SURABAYA, 17 DESEMBER 2025 – Gubernur Jawa Timur Khofifah Indar Parawansa mengajak seluruh stakeholders bersama-sama mendukung dan menyukseskan program swasembada gula saat membuka gelaran National Sugar Summit (NSS) 2025 di Ballroom Grand City Convex Surabaya, Rabu (17/12).
Menurutnya, keberhasilan swasembada gula nasional tidak hanya menjadi tanggung jawab pemerintah, tetapi membutuhkan dukungan aktif dari semua pihak.
“Arahan Pak Presiden Prabowo terkait swasembada gula itu sangat serius. Maka, melalui forum ini, saya berharap kita semua dapat mendukung misi besar Bapak Presiden bahwa tahun 2026, Insya Allah kita bisa swasembada gula konsumsi," katanya.
Provinsi Jatim, ditegaskan Gubernur Khofifah, siap menjadi garda terdepan dalam mewujudkan visi besar tersebut.
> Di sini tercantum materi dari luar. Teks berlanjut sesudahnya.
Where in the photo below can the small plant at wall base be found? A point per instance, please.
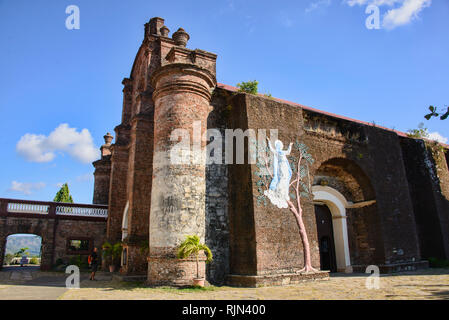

Hal ini didukung dengan jumlah produksi gula yang mencapai rata-rata 1 juta ton lebih pertahun.
Bahkan berdasarkan publikasi outlook tebu/gula Ditjen Perkebunan 2025, rata-rata produksi gula Provinsi Jatim selama 2021-2025 tercatat sebesar 1,185 juta ton per tahun. Angka ini menempatkan Jatim sebagai kontributor terbesar produksi gula di Indonesia.
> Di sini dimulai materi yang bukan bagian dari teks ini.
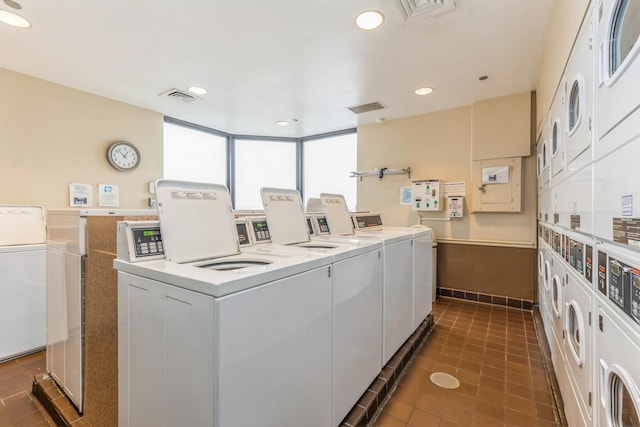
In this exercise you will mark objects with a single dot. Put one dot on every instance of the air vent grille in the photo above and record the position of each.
(413, 9)
(365, 108)
(180, 95)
Sementara untuk gula kristal putih, produksi Jatim adalah yang tertinggi selama 10 tahun terakhir. Dengan produksi gula di tahun 2024 mencapai 1,278 juta ton.
Dengan jumlah tersebut, Jatim tidak hanya mampu memenuhi konsumsi masyarakatnya yang mencapai sekitar 263.000 ton per tahun. Tapi juga surplus untuk menyuplai kebutuhan nasional hingga 1 juta ton.
"Produksi gula kita 1,278 juta ton sementara kebutuhan rumah tangga 263.000 ton maka ada surplus 1 juta ton. Artinya, Jawa Timur bukan hanya mampu memenuhi kebutuhan sendiri, tetapi juga berperan sebagai penopang pasokan gula nasional,” katanya
Tak hanya itu, dari produktivitas lahan, di Jatim telah berkontribusi melalui Bongkar Ratoon dengan target seluas 69.207 hektare dan perluasan area tebu seluas 2.658 hektare yang tersebar di 23 kabupaten sentra penghasil tebu.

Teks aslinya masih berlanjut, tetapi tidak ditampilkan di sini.